The rest of the evening we lolled on the banks of the river, enjoying some barbequed chicken and salads, sat around a bonfire playing juvenile games from college. A round of “Truth and Dare” and “Two Truths and a Lie” revealed some dark and disturbing secrets. A blood oath prevents me from revealing the juicy bits here. Soon the frivolous banter turned into heated discussions about love, life and everything in between, which went on late into the night. We gained a lot of new perspectives and probably examined a few beliefs we had never questioned before. Basically, we were drunk.
By midnight, we crawled into our small tent and were off to Snoreville in 5 minutes. The weather was cool but not cold, cloudy but not rainy. They said generally the heat at the camp is sweltering, so I guess we were just lucky. After a peaceful sleep in the tents, woke up only at 6 to the sound of “Trekking at 7, saar. Please have tea and be ready!”.

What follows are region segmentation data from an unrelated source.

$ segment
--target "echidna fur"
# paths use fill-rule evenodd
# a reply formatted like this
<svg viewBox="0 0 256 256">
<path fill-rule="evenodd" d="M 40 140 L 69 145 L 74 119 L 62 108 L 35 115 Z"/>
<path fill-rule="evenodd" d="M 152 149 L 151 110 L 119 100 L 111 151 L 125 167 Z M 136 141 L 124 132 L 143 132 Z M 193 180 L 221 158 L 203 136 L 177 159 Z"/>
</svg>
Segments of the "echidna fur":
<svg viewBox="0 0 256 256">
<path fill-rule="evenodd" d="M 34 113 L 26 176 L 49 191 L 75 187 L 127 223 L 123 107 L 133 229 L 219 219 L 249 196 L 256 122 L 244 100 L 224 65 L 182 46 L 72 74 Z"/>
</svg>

This time we went up a short hill. We struggled in our Nikes and Reeboks while our guide leapt like a mountain goat in Hawai chappals. The top gave a breathtaking view of the meandering river. It was so calm and peaceful, we felt like staying up forever (also to avoid ambling down those slippery rocks again!). The official lens-men took this time to capture some artistic shots on their digital SLRs, especially one of us being led down the hill by none other than MG him-(err.. her) self. See the pic.
After all this exertion (especially for someone, uh… healthier, like me), breakfast never tasted better.They had the freshest bread and monster omelletes and to-die-for chutneys and... you get the picture, yeah!
Then it was time to leave. We bid a sad goodbye to the river, promising to return with our families soon. We thanked the staff (in cash AND kind) for the excellent service. The return journey was noisier, now that we were better friends than before. Singing and chatting, Bangalore came sooner than expected. Except for the final no-road stretch (about 10KM), the other 90KM has good road. Just the mad truckers and village-routes on Kanakapura Road keep you from relaxing.
We put ourselves back into managing release deadlines and top-lines, bottom-lines, knowing that the only "water-droplet on a leaf" we'd see for a long time now would be the Windows 7 desktop wallpaper. We said a silent prayer for the good people who dedicate their lives to maintaining such oasis of sanity and nature, away from barren information super-highways where Robotomized IT-wallahs like us journey without a destination.
As with every escape to nature, it's the getting back that feels like being 'recaptured' by prison guards.